Plaignant
Sébastien Saint-Jean Plante
François Gosselin
Un plaignant en appui
Mis en cause
Richard Martineau, chroniqueur
Le Journal de Montréal
Résumé de la plainte
Sébastien Saint-Jean Plante, François Gosselin et un plaignant en appui déposent une plainte, les 19 et 20 février 2020, au sujet d’une chronique de Richard Martineau, intitulée « Un spécialiste en éthique inquiétant », publiée par le Journal de Montréal le 19 février 2020. Les plaignants déplorent une information inexacte et du sensationnalisme.
CONTEXTE
La chronique de Richard Martineau porte sur le philosophe et professeur en droit de l’Université McGill, Daniel Weinstock. Le chroniqueur critique le choix de du ministère de l’Éducation de faire appel à cet expert pour piloter un forum sur l’éthique qui évaluera quel contenu remplacera celui du cours d’éthique et de culture des religions aux niveaux primaire et secondaire. M. Martineau estime que Daniel Weinstock a souvent tenu des propos « ahurissants » sur les accommodements raisonnables, entre autres. Il cite en exemple une conférence de 2012 portant sur la laïcité.
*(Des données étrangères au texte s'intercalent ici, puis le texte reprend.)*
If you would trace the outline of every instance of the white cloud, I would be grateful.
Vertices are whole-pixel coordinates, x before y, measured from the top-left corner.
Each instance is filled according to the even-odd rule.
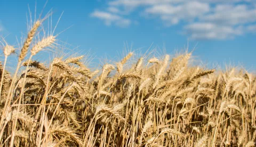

Richard Martineau affirme que Daniel Weinstock y aurait « proposé que des médecins québécois effectuent des “excisions symboliques” sur les jeunes filles ». La chronique a depuis été retirée du site web du Journal de Montréal.
Analyse
PRINCIPE JOURNALISTIQUE RELIÉ AU JOURNALISME D’OPINION
Journalisme d’opinion : « (1) Le journaliste d’opinion exprime ses points de vue, commentaires, prises de position, critiques ou opinions en disposant, pour ce faire, d’une grande latitude dans le choix du ton et du style qu’il adopte. (2) Le journaliste d’opinion expose les faits les plus pertinents sur lesquels il fonde son opinion, à moins que ceux-ci ne soient déjà connus du public, et doit expliciter le raisonnement qui la justifie. (3) L’information qu’il présente est exacte, rigoureuse dans son raisonnement et complète, tel que défini à l’article 9 du présent Guide. » (article 10.2 du Guide de déontologie journalistique du Conseil de Presse du Québec)
GRIEFS DES PLAIGNANTS
Grief 1 : information inexacte
Principe déontologique applicable
Qualités de l’information : « Les journalistes et les médias d’information produisent, selon les genres journalistiques, de l’information possédant les qualités suivantes : a) exactitude : fidélité à la réalité. » (article 9 a) du Guide)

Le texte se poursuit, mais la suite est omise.